Dans les PME industrielles, l’obsession de faire tourner la machine a souvent étouffé la réflexion stratégique sur la compétence et la formation. On pare au plus pressé : il manque un gars, vite, on en recrute un autre, qui sera formé sur le tas par ses collègues qui, soit dit en passant, n’auront pas forcément été formés à former. Et l’on apprend à vivre avec le risque qu’une vague de départs à la retraite ou vers d’autres cieux soit (paradoxalement) synonyme de retour à la case départ.

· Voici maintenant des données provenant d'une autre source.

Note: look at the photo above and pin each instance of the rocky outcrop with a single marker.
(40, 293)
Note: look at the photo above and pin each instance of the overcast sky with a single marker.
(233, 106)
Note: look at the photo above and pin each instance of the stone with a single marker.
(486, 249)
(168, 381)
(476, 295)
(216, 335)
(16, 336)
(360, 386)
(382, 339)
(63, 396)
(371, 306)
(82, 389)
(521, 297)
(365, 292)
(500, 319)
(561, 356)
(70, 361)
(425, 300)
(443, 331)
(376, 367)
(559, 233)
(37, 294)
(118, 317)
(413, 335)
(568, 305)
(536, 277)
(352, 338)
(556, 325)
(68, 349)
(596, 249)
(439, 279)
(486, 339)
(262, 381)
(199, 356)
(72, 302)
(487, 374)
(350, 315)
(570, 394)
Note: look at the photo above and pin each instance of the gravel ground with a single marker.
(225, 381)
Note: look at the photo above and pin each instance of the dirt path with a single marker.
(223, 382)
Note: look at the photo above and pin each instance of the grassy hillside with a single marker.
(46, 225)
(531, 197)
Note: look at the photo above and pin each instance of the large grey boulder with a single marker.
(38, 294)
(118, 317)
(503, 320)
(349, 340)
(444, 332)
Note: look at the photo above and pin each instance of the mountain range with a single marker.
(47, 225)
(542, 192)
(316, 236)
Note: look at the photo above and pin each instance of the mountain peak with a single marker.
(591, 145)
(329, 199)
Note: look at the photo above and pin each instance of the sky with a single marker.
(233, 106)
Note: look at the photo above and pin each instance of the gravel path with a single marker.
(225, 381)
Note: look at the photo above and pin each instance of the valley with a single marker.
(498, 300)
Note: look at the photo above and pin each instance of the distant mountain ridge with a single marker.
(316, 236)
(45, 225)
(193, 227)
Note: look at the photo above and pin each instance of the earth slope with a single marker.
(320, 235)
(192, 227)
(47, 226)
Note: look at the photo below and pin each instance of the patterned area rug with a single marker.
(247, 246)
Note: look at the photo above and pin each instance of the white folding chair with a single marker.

Nous croyons qu’il faut remettre la compétence au cœur du réacteur à la fois pour l’attractivité de l’entreprise et celle de l’industrie. Les techniques et les matières, avec une utilisation croissante de plastiques recyclés, évoluent à vue d’œil. Et nos machines, chaque jour plus informatisées et performantes, demandent des compétences spécifiques pour en tirer le meilleur. On l’aura compris, c’est la formation qui permettra d’anticiper les compétences de demain.

Sauf qu’aujourd’hui, il y a vraie une déconnexion entre l’offre de formation existante qu’il s’agisse des CFA, des GRETA ou des lycées professionnels, et les besoins des PME industrielles. En prenant le cas de la plasturgie et de l’extrusion-soufflage qui est notre cœur d’activité : il n’existe en France que deux centres de formation dotés d’un démonstrateur d’extrudeuse. C’est trop peu pour adresser les besoins du secteur.

Les Plasti’Classes

C’est pourquoi nous lançons les Plasti’Classes. Cette formation permettra aux étudiants d’obtenir un diplôme reconnu par l’Etat et les industriels : le CQP Plasturgie Conducteur d’équipement de fabrication. Elle se déroulera sur une période de 6 mois avec 6 semaines de cours et 18 semaines de formation en entreprise. Elle doit nous permettre de recruter des candidats en recherche d’emploi ou en reconversion professionnelle, afin de les former à nos métiers et à notre industrie.

Mais, entendons-nous bien, ces Plasti’Classes, loin de constituer une fin en soi, ne sont qu’un premier pas. Avec cette formation, nous voulons ouvrir une porte : faire découvrir un métier, susciter de nouvelles vocations et offrir des perspectives professionnelles concrètes. Avec certes des opportunités de CDI, mais aussi et surtout un horizon composé de montées en compétences et d’évolutions de postes.

Dans le contexte d’une mondialisation pas si heureuse, à l’heure où les crises semblent se multiplier, nous nous devons de créer des emplois non délocalisables afin de générer de la valeur pour l’entreprise et les salariés. Il est indispensable que nos PME industrielles parviennent à recréer une compétence technique à haute valeur ajoutée. Notre attractivité mais aussi la souveraineté industrielle de la France est à ce prix.